Decreased malaria transmission coupled with changes in the range and incidence of other pathogens—influenced in part by global climatic changes—is shifting the burden of pathogens causing febrile disease56. New technologies have greatly increased our ability to detect both established and emerging pathogens. Fully understanding this landscape will require surveillance systems utilizing untargeted approaches that have been validated for viral, bacterial, and eukaryotic pathogens and diverse sample types. In tandem, for Borrelia and other pathogens known to frequently cause NMFI, the development and availability of diagnostic tests that are cheap, rapid and sensitive will be key to enable appropriate clinical treatment at the point of care and support deeper investigations of the pathophysiology of disease.

Methods

Sample collection

We performed a cross-sectional study of febrile and healthy individuals. Febrile cases were selected from patients presenting to the SLAP outpatient clinic in Thiès, Senegal, during the collection period under local IRB (SEN15/46) and Harvard IRB (IRB19-0023).
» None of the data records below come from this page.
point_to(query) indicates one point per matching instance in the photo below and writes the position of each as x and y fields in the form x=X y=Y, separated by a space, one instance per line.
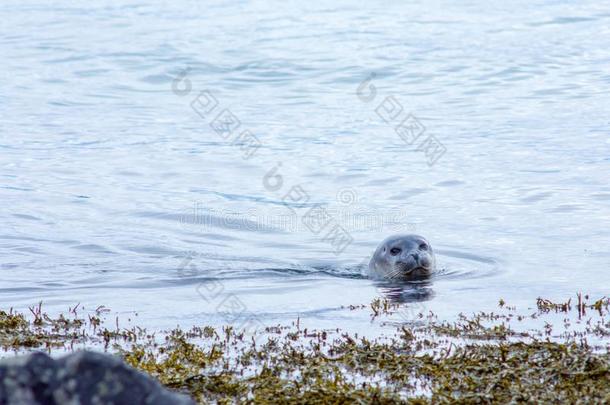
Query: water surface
x=115 y=191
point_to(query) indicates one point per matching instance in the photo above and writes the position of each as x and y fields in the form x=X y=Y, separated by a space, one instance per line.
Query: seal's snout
x=402 y=256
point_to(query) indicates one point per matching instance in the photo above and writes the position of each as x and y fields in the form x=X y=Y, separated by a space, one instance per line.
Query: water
x=115 y=191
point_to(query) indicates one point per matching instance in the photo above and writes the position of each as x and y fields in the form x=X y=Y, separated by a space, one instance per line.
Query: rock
x=79 y=378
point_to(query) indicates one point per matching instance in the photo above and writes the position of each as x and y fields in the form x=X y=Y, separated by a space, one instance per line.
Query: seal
x=402 y=257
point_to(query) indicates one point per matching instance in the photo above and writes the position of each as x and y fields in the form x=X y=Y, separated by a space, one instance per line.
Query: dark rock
x=79 y=378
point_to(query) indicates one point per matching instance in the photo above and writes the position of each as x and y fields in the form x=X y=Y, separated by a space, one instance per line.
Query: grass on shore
x=479 y=358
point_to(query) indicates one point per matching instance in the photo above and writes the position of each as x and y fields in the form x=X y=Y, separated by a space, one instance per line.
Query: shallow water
x=116 y=189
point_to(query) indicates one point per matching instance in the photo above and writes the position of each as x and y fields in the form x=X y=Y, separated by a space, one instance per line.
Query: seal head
x=402 y=257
During times when the study personnel were onsite, all patients who met the following inclusion criteria and gave consent were enrolled: (1) Febrile symptoms within the 3 days up to and including the day of presentation, (2) Age 2–75 years, and (3) Ambulatory with no signs of severe malaria (glucose <2.2 mM, hemoglobin <5 gms/dL). Healthy controls were recruited via a call for participants. All volunteers who met the following inclusion criteria and consented were enrolled: (1) No febrile symptoms within the 3 days up to and including the day of presentation and (2) Age 2–75 years. In each season, enrollment continued until approximately the desired number of participants was reached. In order to detect pathogens present at 1% or greater prevalence, we aimed for 200 febrile cases and 200 healthy controls in each season in 2018. In 2019, to avoid the overrepresentation of healthy individuals, we aimed for 100 febrile cases and 50 healthy controls in each season.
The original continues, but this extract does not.